Microsoft Office 365

All UniSA staff and students have access to Microsoft Office 365 and the range of apps provided such as Word, Excel, and PowerPoint. They include artificial intelligence-powered features for document design and spell-checking and some include Add-Ins via the menu ribbon that provide access to tools such as ChatGPT, data analysis and formulas for Excel, and integrated access to external services such as Kahoot! and Pexels. Staff should consult ISTS with any questions regarding the use of third-party tools or plugins and potential data security issues.

Research Tools

An increasing number of the research tools provided or suggested by UniSA such as Qualtrics, EndNote, and REDCap are incorporating artificial intelligence technologies for data analysis and management.

“At the course level, your instructor may also provide specific instruction and guidance on whether the use of tools such as translation software, writing aides, and artificial intelligence software is permissible and to what degree in completing learning tasks and assessments. When in doubt, ask your teaching team.”

There is also a separate heading regarding the use of generative artificial intelligence, presented as follows:

Use of generative artificial intelligence

The assessment tasks for this course require you to demonstrate your learning.

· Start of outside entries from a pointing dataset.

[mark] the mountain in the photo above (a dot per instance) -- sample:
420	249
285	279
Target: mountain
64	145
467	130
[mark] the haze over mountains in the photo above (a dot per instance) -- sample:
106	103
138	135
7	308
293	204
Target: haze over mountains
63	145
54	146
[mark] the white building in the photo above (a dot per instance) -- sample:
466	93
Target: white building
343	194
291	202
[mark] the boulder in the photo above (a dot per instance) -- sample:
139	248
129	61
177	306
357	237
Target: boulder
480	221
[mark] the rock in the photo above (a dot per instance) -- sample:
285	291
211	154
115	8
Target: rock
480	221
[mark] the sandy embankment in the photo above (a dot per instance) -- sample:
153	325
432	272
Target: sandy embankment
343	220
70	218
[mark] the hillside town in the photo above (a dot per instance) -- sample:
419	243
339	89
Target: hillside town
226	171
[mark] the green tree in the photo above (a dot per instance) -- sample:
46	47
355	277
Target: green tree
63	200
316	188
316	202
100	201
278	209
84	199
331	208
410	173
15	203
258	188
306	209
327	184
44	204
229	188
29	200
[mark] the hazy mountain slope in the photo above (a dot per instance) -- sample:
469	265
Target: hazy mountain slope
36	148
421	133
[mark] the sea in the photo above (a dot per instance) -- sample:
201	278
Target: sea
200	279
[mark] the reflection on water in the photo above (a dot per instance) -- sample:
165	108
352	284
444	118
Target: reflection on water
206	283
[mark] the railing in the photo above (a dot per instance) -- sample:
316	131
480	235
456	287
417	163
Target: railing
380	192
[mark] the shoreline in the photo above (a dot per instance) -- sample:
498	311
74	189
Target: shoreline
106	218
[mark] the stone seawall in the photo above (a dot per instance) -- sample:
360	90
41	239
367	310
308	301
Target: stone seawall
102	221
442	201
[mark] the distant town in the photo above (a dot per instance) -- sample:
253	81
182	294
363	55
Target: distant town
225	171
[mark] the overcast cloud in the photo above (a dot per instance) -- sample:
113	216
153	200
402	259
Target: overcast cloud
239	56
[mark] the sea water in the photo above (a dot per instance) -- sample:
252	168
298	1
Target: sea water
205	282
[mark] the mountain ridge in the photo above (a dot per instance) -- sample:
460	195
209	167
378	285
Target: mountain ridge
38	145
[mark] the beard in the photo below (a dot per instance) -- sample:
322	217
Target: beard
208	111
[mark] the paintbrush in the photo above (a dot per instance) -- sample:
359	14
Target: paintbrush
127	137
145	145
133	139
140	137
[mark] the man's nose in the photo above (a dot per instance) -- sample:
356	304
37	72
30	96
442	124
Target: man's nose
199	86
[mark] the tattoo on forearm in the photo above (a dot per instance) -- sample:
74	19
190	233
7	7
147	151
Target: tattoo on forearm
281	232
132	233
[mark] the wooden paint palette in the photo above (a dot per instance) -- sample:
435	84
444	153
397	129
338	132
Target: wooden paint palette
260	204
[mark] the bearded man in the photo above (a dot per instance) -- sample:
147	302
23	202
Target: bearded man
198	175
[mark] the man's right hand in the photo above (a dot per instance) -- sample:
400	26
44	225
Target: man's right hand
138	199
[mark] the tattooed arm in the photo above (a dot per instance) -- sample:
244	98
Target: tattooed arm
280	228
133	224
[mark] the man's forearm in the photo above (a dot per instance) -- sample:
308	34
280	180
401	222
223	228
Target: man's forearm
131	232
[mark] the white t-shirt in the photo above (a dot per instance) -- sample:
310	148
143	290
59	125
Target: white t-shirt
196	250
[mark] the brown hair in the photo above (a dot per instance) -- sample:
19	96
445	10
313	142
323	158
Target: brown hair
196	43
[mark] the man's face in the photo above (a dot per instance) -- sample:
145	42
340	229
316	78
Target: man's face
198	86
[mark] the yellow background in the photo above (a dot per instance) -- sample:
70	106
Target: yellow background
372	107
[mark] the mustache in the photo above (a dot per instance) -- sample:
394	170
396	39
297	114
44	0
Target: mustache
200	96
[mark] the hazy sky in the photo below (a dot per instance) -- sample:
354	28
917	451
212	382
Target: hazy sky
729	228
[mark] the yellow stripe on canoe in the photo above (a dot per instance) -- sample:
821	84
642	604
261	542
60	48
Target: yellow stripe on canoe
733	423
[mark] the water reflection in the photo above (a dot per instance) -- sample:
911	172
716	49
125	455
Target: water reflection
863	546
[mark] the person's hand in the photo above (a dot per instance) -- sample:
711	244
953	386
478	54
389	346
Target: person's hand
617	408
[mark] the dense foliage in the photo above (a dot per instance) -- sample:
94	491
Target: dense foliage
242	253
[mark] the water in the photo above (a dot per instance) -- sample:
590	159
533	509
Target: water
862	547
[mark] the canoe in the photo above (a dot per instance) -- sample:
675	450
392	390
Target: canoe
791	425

It is important to understand that information generated by GenAI tools, such as ChatGPT, Copilot, and DALL-E, may be unreliable, inaccurate, and incorrect. It is your responsibility to comply with the conditions for each assessment task summarised in the assessment description and that any use of GenAI tools is ethical and responsible and adheres to the assessment conditions.

Use of GenAI tools that extends beyond the stated assessment conditions will be considered a breach of academic conduct, as per the Academic Integrity Policy (AB-69).”

The TIU-produced and maintained guide to Artificial Intelligence for Teaching and Learning in Higher Education is an excellent place to start for information on artificial intelligence basics as well as teaching with generative artificial intelligence, assessment design considerations, and the broader issues of bias and copyright. The section on AI and Assessment Design includes information and advice on developing acceptable use statements for assessments.  

The 2024 Epigeum Academic Integrity Learning Modules for staff and students include discussions of the appropriate uses of artificial intelligence.  Guidelines for using EAILM in Teaching at UniSA provide information around these modules and how they inform teaching practice. 

Assessment Design for Mitigating Academic Misconduct  This module is part of a multi-layered, university wide approach to minimising the risk of academic misconduct. The approach adapts the Swiss Cheese model (Reason’s model) where each initiative represented by a slice of cheese is a barrier and the holes in the cheese slice represent weaknesses in the system but when the slices are together, they act as a defence. 

The TIU’s Academic Development offerings regularly include discussion of artificial intelligence. Staff are also welcome to book a consultation with TIU staff to discuss how to integrate artificial intelligence use into courses and assessments.

 

The Ask Campus Central site has a section specific to the use of artificial intelligence technologies and tools.

In the Academic Integrity module created by the SEU, there is a specific section on the use of generative artificial intelligence technologies and tools.

The 2024 Epigeum Academic Integrity Learning Modules for staff and students include discussions of the appropriate uses of artificial intelligence technologies and tools.